Dieser Standard, der die Übermittlung der Bilder in Echtzeit ermöglicht, war ursprünglich nur für das Verteidigungsministerium und die Nachrichtendienste gedacht, doch die Bedeutung der weltraumgestützten Beobachtung und ihre wirtschaftliche Nutzbarkeit sind den Theoretikern des Cyber-Kriegs (InfoWar) nicht lange verborgen geblieben.
1997 bereits beschloss die NIMA, sich an einem „Global Information Dominance“ genannten Programm zu beteiligen, das die Aufgabe hatte, den kommerziellen Bilderaustausch weltweit zu kontrollieren. Um ihr Ziel zu verwirklichen, bietet die Agentur amerikanischen und ausländischen Unternehmen, die ihre Datenverarbeitungssysteme konvertibel machen und sich zu sehr kurzen Lieferfristen für die Bilder verpflichten, bis zu fünf Millionen Dollar an. Die NIMA leitet diese Dokumente an das US-amerikanische Militär weiter, aber auch an zivile Kunden, amerikanische wie ausländische. Um also das Entstehen eines freien Marktes der Bilder aus dem Weltraum zu behindern, haben sich CIA und Pentagon zielgerichtet eine Politik des groß angelegten Kaufs und Verkaufs von kommerziellen Bildern ausgedacht. Mit dieser Agentur für globale Teleüberwachung verfügen die USA nunmehr über eine ebenso wirksame Kontrollstruktur im Bereich der internationalen Telekommunikation, wie sie es nach dem Zweiten Weltkrieg hinsichtlich der Kommunikationsüberwachung des Ostblocks aufgebaut hatten.
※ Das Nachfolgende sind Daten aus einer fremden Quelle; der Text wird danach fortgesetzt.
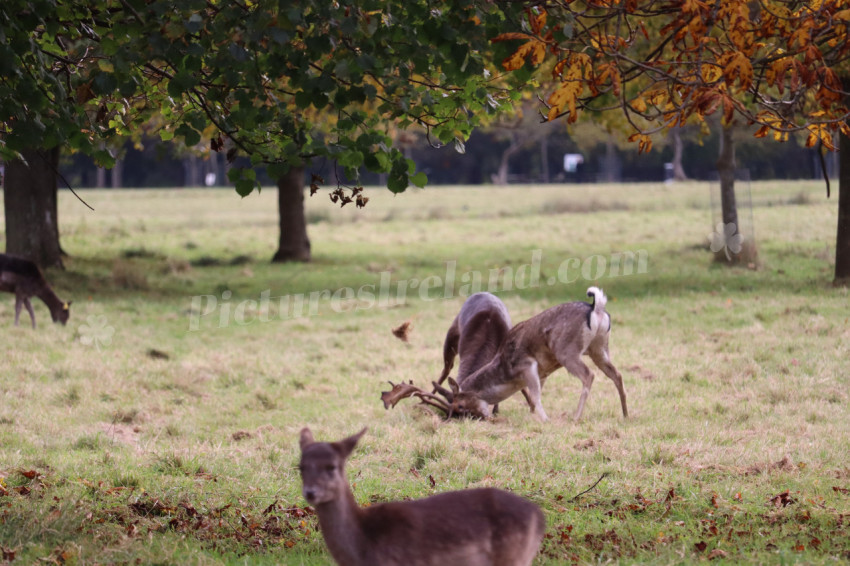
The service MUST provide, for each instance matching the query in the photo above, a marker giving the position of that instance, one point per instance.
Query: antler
(397, 393)
(403, 390)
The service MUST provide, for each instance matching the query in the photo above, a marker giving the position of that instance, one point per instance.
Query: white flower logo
(96, 332)
(726, 237)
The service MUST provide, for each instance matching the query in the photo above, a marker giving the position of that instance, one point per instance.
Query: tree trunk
(294, 243)
(29, 198)
(501, 176)
(726, 170)
(678, 150)
(544, 158)
(842, 241)
(117, 174)
(726, 166)
(611, 162)
(100, 178)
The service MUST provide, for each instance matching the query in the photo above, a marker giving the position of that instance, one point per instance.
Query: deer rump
(476, 335)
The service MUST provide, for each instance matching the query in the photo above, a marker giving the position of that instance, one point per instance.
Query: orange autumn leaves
(775, 64)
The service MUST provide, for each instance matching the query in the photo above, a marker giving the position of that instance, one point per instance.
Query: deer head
(323, 467)
(466, 403)
(61, 314)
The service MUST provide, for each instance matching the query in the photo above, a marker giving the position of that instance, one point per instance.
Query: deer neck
(492, 383)
(340, 523)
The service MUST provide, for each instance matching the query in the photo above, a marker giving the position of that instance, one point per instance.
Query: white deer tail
(599, 299)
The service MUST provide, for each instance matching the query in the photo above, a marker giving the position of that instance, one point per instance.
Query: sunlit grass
(154, 444)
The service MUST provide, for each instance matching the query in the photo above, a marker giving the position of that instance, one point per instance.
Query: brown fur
(475, 334)
(479, 527)
(535, 348)
(23, 278)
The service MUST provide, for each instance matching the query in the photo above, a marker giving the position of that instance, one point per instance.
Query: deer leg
(602, 360)
(532, 391)
(19, 301)
(449, 352)
(575, 366)
(28, 306)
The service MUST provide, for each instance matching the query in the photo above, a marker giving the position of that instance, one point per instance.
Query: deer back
(483, 324)
(482, 527)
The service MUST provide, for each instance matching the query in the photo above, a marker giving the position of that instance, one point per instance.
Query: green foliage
(281, 83)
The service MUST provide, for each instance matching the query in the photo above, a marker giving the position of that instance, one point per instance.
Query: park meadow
(133, 436)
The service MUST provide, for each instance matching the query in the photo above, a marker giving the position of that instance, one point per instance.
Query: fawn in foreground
(23, 278)
(533, 349)
(477, 527)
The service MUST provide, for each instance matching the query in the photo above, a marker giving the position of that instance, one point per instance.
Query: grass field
(126, 437)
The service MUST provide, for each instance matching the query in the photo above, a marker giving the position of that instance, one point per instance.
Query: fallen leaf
(783, 499)
(403, 332)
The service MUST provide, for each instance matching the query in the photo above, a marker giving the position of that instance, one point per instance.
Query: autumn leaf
(534, 50)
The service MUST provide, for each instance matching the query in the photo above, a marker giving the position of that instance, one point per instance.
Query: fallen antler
(401, 391)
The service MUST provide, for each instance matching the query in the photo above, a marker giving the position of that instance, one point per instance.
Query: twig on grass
(602, 477)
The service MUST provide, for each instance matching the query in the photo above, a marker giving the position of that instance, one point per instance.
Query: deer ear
(306, 438)
(346, 446)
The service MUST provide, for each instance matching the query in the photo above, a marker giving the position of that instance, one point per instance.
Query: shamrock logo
(726, 237)
(96, 332)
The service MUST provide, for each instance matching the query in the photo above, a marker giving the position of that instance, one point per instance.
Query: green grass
(125, 437)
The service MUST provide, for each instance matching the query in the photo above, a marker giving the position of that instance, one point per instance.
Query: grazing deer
(23, 278)
(477, 527)
(475, 334)
(533, 349)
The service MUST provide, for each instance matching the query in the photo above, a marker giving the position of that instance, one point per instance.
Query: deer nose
(309, 494)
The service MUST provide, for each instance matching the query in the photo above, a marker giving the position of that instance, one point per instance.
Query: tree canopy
(774, 63)
(281, 82)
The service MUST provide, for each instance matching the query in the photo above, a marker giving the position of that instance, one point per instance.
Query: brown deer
(24, 278)
(475, 334)
(533, 349)
(477, 527)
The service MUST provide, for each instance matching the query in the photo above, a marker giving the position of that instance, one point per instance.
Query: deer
(475, 334)
(24, 278)
(532, 350)
(475, 527)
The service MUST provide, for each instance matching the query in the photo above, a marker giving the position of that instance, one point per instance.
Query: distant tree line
(160, 164)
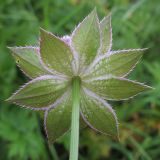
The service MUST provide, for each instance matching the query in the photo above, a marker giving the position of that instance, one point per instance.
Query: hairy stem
(75, 119)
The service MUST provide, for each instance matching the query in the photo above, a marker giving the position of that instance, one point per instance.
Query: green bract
(86, 54)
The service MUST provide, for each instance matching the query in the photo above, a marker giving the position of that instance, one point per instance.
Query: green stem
(75, 119)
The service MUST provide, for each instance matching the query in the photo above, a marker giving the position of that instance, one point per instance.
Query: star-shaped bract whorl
(86, 54)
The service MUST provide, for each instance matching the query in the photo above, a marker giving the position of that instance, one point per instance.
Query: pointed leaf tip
(86, 39)
(55, 53)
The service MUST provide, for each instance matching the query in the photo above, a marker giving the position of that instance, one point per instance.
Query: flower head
(85, 54)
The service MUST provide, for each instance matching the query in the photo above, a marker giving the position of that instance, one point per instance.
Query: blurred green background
(136, 24)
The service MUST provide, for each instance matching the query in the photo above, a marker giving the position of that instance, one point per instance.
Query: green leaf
(58, 120)
(99, 115)
(55, 53)
(106, 34)
(40, 92)
(119, 63)
(86, 39)
(113, 88)
(27, 59)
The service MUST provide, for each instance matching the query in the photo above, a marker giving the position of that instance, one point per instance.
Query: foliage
(136, 24)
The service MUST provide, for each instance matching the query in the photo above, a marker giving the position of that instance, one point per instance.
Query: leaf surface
(58, 120)
(119, 63)
(114, 88)
(40, 92)
(86, 39)
(99, 116)
(55, 53)
(106, 34)
(27, 58)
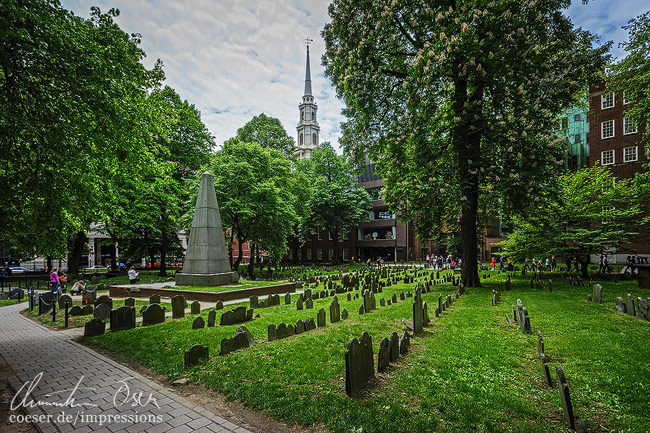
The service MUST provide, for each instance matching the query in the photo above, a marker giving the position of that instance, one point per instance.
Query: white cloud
(234, 59)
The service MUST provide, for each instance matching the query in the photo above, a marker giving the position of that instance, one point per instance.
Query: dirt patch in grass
(233, 411)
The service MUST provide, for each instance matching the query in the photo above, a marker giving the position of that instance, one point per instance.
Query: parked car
(18, 270)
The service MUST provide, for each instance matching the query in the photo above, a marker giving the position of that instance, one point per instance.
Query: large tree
(71, 92)
(456, 101)
(253, 186)
(335, 201)
(589, 212)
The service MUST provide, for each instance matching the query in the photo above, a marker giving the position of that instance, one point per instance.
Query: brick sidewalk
(103, 386)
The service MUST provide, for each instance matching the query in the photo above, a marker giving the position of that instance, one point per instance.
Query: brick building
(615, 141)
Schauen wir uns nun einige neuere panoptische Ereignisse an: Am 12. April 1999 verbreitete der Fernsehsender ABC die Nachricht, das Pentagon verfüge über Satellitenbilder, die die Existenz von Massengräbern im Kosovo bewiesen. „Der Sender spricht von etwa hundert Stellen mit frisch aufgeworfener Erde.“2 ABC zeigte zwar keines dieser Bilder, doch die Auflösung der Satellitenfotos ist so hoch, dass die Meldung glaubwürdig erscheint.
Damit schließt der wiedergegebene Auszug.